In anterior dislocation, there is significant swelling under the groin or perineum and a deformed appearance. The patients all had a typical history of injury. Localized pain.
On palpation, local tenderness is present. In anterior dislocation, the greater trochanter may be palpated to the medial or inferior aspect of the acetabulum, while the lateral aspect of the hip flattens. In the pubic type of anterior dislocation, the femoral head can be felt under the groin. In the sciatic type, the femoral head can be palpated at the perineum.
Treatment.
1. Use the “?” type method: (take left hip posterior dislocation as an example) – the patient lies on his back on a wooden board and fixes the pelvis on the board with a wide cloth belt (or an assistant presses the iliac crest on both sides); the operator holds the lower end of the calf of the injured limb with his left hand and the posterior side of the upper end of the injured limb with his right hand.
(1) The hip and knee joints of the injured limb are flexed to 90°, and the thighs are internally rotated.
(2) Traction along the longitudinal axis of the thigh of the injured limb while forcefully flexing the hip and knee joints.
(3) change the position of the right hand to hold the injured limb on the medial side of the knee joint, so that the thigh is abducted and externally rotated.
(4) Gradually straighten the entire injured limb. When you hear the “kata” sound of the femoral head sliding into the acetabulum, the reset is successful.

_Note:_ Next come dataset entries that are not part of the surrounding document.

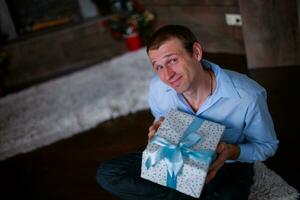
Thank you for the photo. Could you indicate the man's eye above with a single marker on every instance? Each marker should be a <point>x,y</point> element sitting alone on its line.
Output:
<point>174,60</point>
<point>159,67</point>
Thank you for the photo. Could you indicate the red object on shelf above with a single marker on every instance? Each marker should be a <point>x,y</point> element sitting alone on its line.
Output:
<point>133,41</point>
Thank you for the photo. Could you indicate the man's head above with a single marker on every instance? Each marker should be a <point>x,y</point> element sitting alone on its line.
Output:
<point>168,32</point>
<point>175,56</point>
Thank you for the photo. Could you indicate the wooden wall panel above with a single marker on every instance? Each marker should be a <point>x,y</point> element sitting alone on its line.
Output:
<point>271,32</point>
<point>207,21</point>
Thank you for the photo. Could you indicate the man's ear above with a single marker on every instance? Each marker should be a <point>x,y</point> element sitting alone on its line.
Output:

2.Pulling and hanging method: The patient is sitting with knee flexed at 90°, the pelvis is fixed with a wide cloth belt, and the assistant holds the patient’s waist. The operator sits opposite to the patient, crosses his feet and clamps the lower part of the lower leg of the patient; at the same time, holds the N fossa with both hands and pulls it forward, gradually pulling the thigh to the outer booth in the case of posterior dislocation, and gradually pulling the thigh to the inner position in the case of anterior dislocation; when feeling the sound of bone sliding, immediately rotate the thigh to make the femur rotate inwardly or outwardly, and immediately release the force to make the femoral head back into the acetabulum. If the deformity disappears immediately and various passive activities of the hip joint can be performed, it indicates that the rehabilitation is successful. This method is easy to work for patients who are not full of muscles.
3.Pulling and pushing method: (for anterior hip dislocation) Patients in sitting position, use cloth belt to fix the patient’s waist, abdomen and pelvis to the chair (when lying down, fix on the bed). The assistant hand holds the knee of the injured leg and pulls along the direction of thigh abduction. The medical practitioner pushes the femoral head from inward to outward with overlapping hands to bring it back to its socket; at the same time, the assistant slightly inducts the thigh and applies a rotational rocking. When a repositioning sound is heard, it means that the correction is successful. Patients with less developed muscles are more likely to succeed.